Biographie[Bearbeiten | Quelltext bearbeiten]

Raile schloss 2006 die HTL Donaustadt in Wien ab und begann im September 2008 das Studium Psychotherapiewissenschaft an der Sigmund Freud Privatuniversität Wien. 2010 wählte er das Spezialisierungsfach Individualpsychologie, pausierte jedoch 2011 das Studium aus, um sich auf den Aufbau seiner Selbstständigkeit und seines Unternehmens im psychosozialen Bereich zu fokussieren. In den nächsten Jahren schloss er das Masterstudium Social Work an der Universität für Weiterbildung Krems ab, das Studium Psychotherapiewissenschaft, die Ausbildung zum Psychotherapeuten sowie in den Jahren 2021 und 2022 zwei Doktorate – eines im Fach Europäische Ethnologie an der Universität Wien und eines im Fach Psychotherapiewissenschaft an der Sigmund Freud Privatuniversität Wien. 2023 folgte die Habilitation für das gesamte Fach Psychotherapiewissenschaft.[1][2]

Raile lebt und arbeitet in Gloggnitz und Wien.[3]

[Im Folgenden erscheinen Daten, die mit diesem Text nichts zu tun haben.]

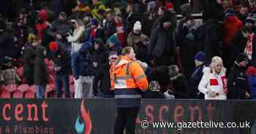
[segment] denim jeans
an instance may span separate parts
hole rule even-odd
[[[36,85],[37,98],[43,98],[45,96],[45,86]]]
[[[65,97],[70,98],[69,75],[63,74],[55,76],[55,87],[57,91],[58,98],[62,97],[62,87],[65,91]]]

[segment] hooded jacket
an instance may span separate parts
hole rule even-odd
[[[246,68],[240,66],[236,62],[228,76],[228,99],[246,99],[246,92],[249,92],[248,79]]]
[[[98,63],[97,68],[106,68],[108,65],[108,52],[105,47],[104,42],[100,38],[94,39],[94,42],[96,42],[99,46],[98,50],[94,49],[92,60],[93,62]]]
[[[41,46],[37,47],[37,58],[34,60],[34,84],[45,86],[48,84],[47,66],[44,61],[45,48]]]
[[[36,25],[36,28],[37,31],[37,35],[40,39],[42,39],[43,31],[47,28],[47,11],[42,10],[38,12],[38,17],[41,19],[41,23],[39,23]]]
[[[89,49],[92,47],[90,42],[86,42],[78,52],[74,53],[73,60],[71,61],[72,69],[75,78],[79,76],[91,76],[91,55]]]
[[[225,76],[225,69],[222,69],[219,74],[206,67],[203,70],[203,76],[198,85],[198,90],[205,94],[206,100],[226,100],[227,99],[227,79]],[[219,95],[211,98],[208,91],[218,92]]]
[[[121,50],[122,50],[122,47],[121,46],[121,42],[117,39],[116,34],[115,34],[112,35],[110,37],[109,37],[106,42],[107,42],[106,47],[107,47],[107,50],[108,52],[116,51],[116,52],[117,52],[117,53],[118,55],[121,55]],[[110,42],[112,42],[114,44],[114,46],[110,47],[109,46],[109,44]]]

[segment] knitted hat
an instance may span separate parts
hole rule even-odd
[[[118,58],[117,52],[116,51],[110,51],[110,52],[109,53],[109,57],[108,59],[111,59],[111,58]]]
[[[47,11],[45,9],[41,10],[40,12],[38,12],[38,16],[43,20],[46,21],[47,20]]]
[[[236,12],[235,12],[235,11],[233,11],[232,9],[227,10],[225,14],[225,17],[227,17],[229,16],[234,16],[234,15],[236,15]]]
[[[248,75],[256,75],[256,68],[254,66],[249,66],[246,71]]]
[[[245,53],[240,53],[237,57],[236,61],[239,63],[242,61],[248,60],[248,56]]]
[[[92,19],[91,23],[91,25],[99,25],[99,22],[96,19]]]
[[[203,52],[199,52],[195,55],[195,60],[204,62],[206,60],[206,54]]]
[[[152,92],[159,92],[161,87],[157,81],[152,81],[149,84],[149,90]]]
[[[141,31],[141,24],[140,21],[136,21],[133,26],[134,31]]]
[[[167,9],[173,9],[173,4],[172,2],[167,2],[165,7]]]
[[[246,23],[252,23],[252,25],[254,25],[255,23],[255,19],[253,17],[248,17],[246,19]]]
[[[57,52],[59,50],[59,44],[56,42],[51,42],[49,45],[49,49],[51,52]]]
[[[143,68],[144,70],[146,70],[147,68],[148,68],[148,64],[146,63],[143,63],[140,60],[136,60],[139,64],[140,66],[141,66],[142,68]]]

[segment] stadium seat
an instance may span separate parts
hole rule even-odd
[[[1,89],[0,92],[0,98],[11,98],[12,92],[5,90],[5,88]]]
[[[25,98],[36,98],[36,86],[31,86],[28,90],[24,92]]]
[[[17,89],[21,92],[25,92],[29,89],[29,84],[23,84],[19,85]]]
[[[19,67],[17,71],[17,75],[20,78],[22,79],[23,77],[23,66],[20,66]]]
[[[55,91],[54,84],[46,85],[45,97],[45,98],[54,98],[54,97],[56,97],[56,91]]]
[[[70,84],[69,90],[70,90],[70,98],[74,98],[75,97],[75,85],[74,84]]]
[[[10,92],[12,92],[14,90],[17,90],[17,85],[14,84],[8,84],[4,87],[4,89]]]
[[[53,75],[48,75],[49,84],[55,84],[55,78]]]
[[[69,76],[69,84],[74,84],[74,76],[72,75]]]
[[[23,98],[23,92],[19,90],[15,90],[12,92],[13,98]]]

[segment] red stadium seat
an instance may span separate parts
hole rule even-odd
[[[69,76],[69,84],[74,84],[74,76],[72,75]]]
[[[15,90],[12,93],[13,98],[23,98],[23,92],[19,90]]]
[[[53,75],[48,75],[49,84],[55,84],[55,78]]]
[[[36,86],[31,86],[28,90],[24,92],[25,98],[36,98]]]
[[[75,85],[74,84],[70,84],[69,90],[70,90],[70,98],[74,98],[75,97]]]
[[[12,92],[5,90],[4,88],[1,90],[0,98],[11,98]]]
[[[12,92],[14,90],[17,90],[17,85],[13,84],[8,84],[4,87],[4,89],[10,92]]]
[[[23,77],[23,66],[20,66],[19,67],[17,71],[17,75],[20,78],[22,79]]]
[[[46,85],[45,96],[45,98],[53,98],[56,96],[55,87],[53,84]]]
[[[20,86],[18,87],[17,89],[21,92],[25,92],[29,89],[29,84],[20,84]]]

Werk[Bearbeiten | Quelltext bearbeiten]

Raile forscht und publiziert zu verschiedenen Themen im Bereich Psychotherapiewissenschaft und Kulturwissenschaft, veröffentlichte eine Reihe von Fachartikeln in unterschiedlichen Fachzeitschriften sowie einige Bücher. Seine Schwerpunkte liegen in den Gebieten Geschichte der Psychotherapie, psychotherapeutische Interpretationen von Filmen und Comics, die Psyche in Zeiten der Klimakrise, der Erforschung der Konturen der Psychotherapiewissenschaft selbst sowie der vertieften Ausarbeitung seines eigenen psychotherapiewissenschaftlichen Ansatzes Handlungsmöglichkeiten-erweiternde Psychotherapiewissenschaft.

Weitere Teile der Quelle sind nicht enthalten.